Synthèse des échanges autour du thème « VÉHICULES ÉLECTRIQUES ET NUMÉRIQUE : UNE COLLABORATION ATTENDUE » lors d’un petit-déjeuner-débat de l’Avere-France, le 24 octobre 2012 accueilli par Niji, la société de conseil en numérique.
Intervenants :
- Valéry Broyon, Directeur du Développement de Niji
- Julien ROBILLARD, Responsable de la Practice « Numérique et Développement Durable » de Niji, acteur référent dans la convergence numérique
- Aurélien Ouellette, Chargé d’Affaires Sodetrel
- Lionel Causse, Directeur Technique G2 mobility
La puissance du numérique
Les experts de Niji et Sodetrel confirment : le numérique est désormais complètement ancré dans nos quotidiens. Connecté par de nombreux terminaux (ordinateurs, smartphone, TV…) qu’il utilise chaque jour (informations, réseaux sociaux, processus d’achat, …) l’utilisateur numérique se situe au cœur d’une interaction puissante, qu’il soit chez lui, à son travail, dans les transports, dans les commerces …. L’intégration de la mobilité vers une nouvelle logique « servicielle » grâce au numérique, génère une collaboration mutuelle à ces deux domaines. Le numérique va pouvoir profiter d’une nouvelle voie de développement et le VE pourra bénéficier de cet environnement digital favorisant son adoption auprès des utilisateurs potentiels, grand public et professionnels. Mais son intérêt réside dans toute la chaine de la mobilité électrique, en particulier au niveau des réseaux d’électricité avec l’interconnexion de la voiture aux bâtiments et aux smartphones, qu’elle soit à l’état stationnaire (gestion de la charge, smartgrids) ou lorsqu’elle roule, au service du conducteur.
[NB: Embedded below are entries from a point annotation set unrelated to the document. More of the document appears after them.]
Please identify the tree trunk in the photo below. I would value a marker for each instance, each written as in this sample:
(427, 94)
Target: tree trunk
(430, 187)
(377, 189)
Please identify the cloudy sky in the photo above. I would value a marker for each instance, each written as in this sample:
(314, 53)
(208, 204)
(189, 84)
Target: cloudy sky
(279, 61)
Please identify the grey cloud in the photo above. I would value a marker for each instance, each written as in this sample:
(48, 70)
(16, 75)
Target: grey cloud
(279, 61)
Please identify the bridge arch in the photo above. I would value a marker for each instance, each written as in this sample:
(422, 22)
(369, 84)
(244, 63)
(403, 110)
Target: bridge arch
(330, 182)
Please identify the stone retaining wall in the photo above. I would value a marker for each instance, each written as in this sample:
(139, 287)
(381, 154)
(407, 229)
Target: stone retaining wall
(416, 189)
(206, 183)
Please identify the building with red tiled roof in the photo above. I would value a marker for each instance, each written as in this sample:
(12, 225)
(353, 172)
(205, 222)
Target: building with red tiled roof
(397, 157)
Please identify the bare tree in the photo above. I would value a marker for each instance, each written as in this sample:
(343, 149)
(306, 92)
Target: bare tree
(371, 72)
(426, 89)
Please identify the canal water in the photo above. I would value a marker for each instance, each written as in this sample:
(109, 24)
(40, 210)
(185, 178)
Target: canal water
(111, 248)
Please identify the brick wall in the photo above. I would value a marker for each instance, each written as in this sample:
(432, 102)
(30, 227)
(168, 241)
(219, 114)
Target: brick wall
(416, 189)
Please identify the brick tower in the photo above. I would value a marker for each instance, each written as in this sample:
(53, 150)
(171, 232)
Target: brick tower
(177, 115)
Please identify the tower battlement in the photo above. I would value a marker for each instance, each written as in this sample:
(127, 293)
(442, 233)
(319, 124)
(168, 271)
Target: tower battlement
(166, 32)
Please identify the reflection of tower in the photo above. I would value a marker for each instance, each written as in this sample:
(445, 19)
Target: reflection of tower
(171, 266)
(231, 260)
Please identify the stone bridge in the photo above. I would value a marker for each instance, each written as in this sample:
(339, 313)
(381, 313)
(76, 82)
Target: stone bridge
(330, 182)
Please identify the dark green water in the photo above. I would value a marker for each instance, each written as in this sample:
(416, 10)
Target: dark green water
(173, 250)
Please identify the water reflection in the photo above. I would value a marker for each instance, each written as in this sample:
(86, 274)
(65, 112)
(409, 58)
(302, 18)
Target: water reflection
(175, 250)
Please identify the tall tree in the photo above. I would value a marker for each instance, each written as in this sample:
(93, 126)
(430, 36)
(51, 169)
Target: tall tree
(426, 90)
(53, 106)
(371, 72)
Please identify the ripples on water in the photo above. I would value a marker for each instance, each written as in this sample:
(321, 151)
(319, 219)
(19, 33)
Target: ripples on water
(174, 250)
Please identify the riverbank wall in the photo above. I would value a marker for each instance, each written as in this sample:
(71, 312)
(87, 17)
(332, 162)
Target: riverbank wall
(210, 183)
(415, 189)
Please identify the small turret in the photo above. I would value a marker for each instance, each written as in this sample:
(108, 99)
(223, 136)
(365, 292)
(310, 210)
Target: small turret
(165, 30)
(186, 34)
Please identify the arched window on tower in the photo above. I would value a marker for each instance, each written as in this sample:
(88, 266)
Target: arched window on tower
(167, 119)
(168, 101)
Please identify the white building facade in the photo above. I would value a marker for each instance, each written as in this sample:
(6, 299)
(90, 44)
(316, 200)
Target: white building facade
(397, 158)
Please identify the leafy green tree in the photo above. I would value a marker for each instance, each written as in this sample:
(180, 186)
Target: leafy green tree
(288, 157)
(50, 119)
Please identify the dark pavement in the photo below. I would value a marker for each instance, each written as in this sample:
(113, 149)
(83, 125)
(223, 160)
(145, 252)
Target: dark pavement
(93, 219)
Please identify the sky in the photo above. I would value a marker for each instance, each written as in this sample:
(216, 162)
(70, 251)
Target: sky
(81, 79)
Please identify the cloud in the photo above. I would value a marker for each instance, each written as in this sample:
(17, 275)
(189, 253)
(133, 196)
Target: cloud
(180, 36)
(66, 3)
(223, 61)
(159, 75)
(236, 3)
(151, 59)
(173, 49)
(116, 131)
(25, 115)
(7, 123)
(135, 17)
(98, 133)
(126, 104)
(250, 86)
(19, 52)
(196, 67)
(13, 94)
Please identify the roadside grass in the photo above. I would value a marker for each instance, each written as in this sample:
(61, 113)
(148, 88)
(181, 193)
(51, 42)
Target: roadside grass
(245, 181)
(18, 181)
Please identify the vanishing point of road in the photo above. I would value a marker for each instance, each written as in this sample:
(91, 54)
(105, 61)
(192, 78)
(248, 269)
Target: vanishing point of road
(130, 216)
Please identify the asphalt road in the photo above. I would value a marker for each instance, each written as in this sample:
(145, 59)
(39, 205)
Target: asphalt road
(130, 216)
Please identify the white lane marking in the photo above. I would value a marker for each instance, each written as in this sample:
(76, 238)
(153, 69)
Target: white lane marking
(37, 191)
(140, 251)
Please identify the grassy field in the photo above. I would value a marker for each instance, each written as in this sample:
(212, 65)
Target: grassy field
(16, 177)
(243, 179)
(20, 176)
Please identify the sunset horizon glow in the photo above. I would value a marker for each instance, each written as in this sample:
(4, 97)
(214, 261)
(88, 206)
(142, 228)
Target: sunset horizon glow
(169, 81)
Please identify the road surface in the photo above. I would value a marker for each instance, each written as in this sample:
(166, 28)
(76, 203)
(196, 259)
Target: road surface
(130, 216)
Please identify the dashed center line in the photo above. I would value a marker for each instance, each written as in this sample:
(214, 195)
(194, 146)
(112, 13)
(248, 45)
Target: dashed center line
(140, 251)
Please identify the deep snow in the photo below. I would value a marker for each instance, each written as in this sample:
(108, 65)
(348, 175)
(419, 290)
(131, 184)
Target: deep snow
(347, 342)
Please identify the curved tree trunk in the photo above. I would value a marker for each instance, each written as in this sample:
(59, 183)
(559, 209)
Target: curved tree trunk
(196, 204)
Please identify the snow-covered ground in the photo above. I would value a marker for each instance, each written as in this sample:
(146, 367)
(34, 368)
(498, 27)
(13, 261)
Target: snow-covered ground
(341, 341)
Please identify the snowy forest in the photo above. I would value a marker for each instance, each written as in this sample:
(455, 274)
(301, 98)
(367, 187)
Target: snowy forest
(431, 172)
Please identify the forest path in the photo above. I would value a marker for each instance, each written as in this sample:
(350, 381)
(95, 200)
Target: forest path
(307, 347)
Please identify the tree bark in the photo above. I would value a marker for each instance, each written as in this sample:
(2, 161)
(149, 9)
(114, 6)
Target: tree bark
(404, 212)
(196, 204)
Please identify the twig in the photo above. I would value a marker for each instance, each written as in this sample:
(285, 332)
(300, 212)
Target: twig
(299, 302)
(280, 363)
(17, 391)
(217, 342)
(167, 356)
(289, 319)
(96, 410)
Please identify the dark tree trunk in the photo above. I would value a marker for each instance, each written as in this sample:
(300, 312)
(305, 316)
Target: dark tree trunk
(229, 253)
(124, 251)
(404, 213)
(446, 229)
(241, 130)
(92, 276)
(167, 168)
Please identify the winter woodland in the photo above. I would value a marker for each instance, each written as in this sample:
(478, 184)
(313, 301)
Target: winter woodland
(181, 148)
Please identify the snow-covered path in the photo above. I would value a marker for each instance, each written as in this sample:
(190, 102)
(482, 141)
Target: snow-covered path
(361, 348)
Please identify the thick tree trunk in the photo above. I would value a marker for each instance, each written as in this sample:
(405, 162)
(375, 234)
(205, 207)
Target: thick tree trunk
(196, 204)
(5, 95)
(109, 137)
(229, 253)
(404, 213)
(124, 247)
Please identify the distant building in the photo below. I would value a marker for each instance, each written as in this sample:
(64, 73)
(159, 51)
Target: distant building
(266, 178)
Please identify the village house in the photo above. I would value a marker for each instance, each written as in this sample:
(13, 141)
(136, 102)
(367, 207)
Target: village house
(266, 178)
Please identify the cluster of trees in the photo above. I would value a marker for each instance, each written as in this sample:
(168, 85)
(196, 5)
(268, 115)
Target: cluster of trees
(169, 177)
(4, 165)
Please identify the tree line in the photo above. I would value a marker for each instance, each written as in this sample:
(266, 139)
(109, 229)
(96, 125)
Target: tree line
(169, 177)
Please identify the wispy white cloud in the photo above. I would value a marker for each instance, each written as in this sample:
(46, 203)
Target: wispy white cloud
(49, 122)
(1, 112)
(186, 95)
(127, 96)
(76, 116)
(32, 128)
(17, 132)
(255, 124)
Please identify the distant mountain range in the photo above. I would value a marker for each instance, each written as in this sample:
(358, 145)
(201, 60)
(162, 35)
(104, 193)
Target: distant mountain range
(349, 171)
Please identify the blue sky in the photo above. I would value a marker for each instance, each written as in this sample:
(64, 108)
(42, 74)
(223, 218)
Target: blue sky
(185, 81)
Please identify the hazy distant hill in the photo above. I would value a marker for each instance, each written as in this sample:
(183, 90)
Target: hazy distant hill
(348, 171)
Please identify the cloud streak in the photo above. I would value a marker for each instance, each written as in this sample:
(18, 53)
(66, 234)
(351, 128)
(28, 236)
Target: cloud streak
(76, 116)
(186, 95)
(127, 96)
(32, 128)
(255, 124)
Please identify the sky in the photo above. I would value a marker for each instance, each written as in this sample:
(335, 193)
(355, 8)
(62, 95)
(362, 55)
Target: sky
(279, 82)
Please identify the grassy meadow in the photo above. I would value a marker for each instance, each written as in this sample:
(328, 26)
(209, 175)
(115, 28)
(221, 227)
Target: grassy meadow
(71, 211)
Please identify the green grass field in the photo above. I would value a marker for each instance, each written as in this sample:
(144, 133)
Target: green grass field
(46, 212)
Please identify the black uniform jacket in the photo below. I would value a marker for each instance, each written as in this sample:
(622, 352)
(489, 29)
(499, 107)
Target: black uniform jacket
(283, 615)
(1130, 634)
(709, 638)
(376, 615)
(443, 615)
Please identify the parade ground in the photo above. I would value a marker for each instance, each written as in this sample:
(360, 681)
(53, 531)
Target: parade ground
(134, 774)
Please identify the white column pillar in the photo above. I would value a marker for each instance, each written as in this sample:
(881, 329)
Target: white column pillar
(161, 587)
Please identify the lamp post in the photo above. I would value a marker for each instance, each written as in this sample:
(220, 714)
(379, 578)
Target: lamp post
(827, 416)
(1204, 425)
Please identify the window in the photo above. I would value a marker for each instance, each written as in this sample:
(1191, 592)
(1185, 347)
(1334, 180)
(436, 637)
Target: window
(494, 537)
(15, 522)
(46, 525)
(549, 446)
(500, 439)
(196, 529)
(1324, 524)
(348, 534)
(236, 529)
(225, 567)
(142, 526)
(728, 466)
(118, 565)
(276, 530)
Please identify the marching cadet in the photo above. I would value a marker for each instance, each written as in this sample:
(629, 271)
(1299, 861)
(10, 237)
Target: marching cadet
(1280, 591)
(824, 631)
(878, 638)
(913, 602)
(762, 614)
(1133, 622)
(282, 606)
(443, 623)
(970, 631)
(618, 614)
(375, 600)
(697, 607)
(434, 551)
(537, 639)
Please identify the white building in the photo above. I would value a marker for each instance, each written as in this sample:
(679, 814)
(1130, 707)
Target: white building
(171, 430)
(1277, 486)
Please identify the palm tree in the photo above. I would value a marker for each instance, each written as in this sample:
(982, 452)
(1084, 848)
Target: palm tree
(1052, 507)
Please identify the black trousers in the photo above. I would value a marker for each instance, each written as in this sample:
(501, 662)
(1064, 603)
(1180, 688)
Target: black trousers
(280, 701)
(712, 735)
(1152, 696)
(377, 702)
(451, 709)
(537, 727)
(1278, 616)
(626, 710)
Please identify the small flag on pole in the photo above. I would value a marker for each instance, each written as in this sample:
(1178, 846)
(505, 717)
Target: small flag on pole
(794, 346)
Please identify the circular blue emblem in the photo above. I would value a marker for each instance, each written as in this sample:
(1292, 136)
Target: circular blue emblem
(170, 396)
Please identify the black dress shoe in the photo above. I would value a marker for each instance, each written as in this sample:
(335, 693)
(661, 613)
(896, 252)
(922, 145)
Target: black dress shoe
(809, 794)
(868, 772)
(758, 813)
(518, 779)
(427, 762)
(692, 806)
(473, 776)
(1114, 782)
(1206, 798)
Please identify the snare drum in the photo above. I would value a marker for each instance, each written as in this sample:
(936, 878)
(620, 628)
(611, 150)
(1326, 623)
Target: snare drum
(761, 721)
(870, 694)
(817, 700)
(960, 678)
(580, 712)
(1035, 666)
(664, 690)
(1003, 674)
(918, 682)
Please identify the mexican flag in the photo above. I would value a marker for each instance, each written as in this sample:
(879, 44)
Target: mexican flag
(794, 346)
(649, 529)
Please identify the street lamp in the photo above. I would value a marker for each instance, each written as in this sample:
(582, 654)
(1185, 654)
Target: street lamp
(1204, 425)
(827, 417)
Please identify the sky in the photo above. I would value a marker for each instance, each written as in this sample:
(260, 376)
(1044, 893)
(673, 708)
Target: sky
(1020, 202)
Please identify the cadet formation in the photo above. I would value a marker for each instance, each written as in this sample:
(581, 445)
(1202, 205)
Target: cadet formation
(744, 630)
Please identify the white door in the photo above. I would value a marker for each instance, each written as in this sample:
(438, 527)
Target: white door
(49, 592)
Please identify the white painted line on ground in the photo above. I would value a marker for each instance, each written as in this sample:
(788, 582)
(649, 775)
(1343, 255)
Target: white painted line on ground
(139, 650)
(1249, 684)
Le compagnon du conducteur
Le numérique intervient à un premier niveau comme un renfort naturel de la connexion auprès du conducteur, pour répondre à ses besoins de conduite et diminuer ses appréhensions liées à la recharge et l’autonomie. Il aura accès en direct aux informations concernant l’autonomie restante, la localisation, la disponibilité voire la réservation des bornes. En ce qui concerne l’autonomie, la société Niji prône un accompagnement éducatif pour rassurer le consommateur. Les données en temps réel permettront d’ailleurs de montrer les vertus de l’écoconduite, ayant un impact direct sur la consommation. D’une façon similaire à l’évolution du téléphone vers le smartphone depuis un siècle, le VE s’insère dans un nouvel écosystème de mobilité bien plus complexe que l’utilisation d’un véhicule, dont le numérique sera le fédérateur. Ce changement d’approche permettra non seulement une meilleure intégration du VE dans son territoire mais également une vision et une responsabilité plus collective que le véhicule thermique.
Au service du modèle économique des entreprises
Le numérique devrait également nourrir le développement des VE, notamment auprès des entreprises qui pourront considérer le VE comme un atout : grâce à sa symbiose avec le numérique lui permettant de communiquer avec son environnement, il pourra être considéré comme outil objectif intégré au système de gestion. G2mobility insiste d’ailleurs sur le nécessaire avantage économique et donc concurrentiel du VE, qui pourrait se situer à ce niveau. On sent poindre que le VE n’est pas seulement une nouvelle voiture. C’est une nouvelle expérience, et l’apport du numérique, qui se nourrit du VE autant que le VE s’en nourrit, semble devoir être le déclic qui devrait rendre le VE différenciant dans les prochaines années, car le numérique sera indéniablement au service du modèle économique autour du VE.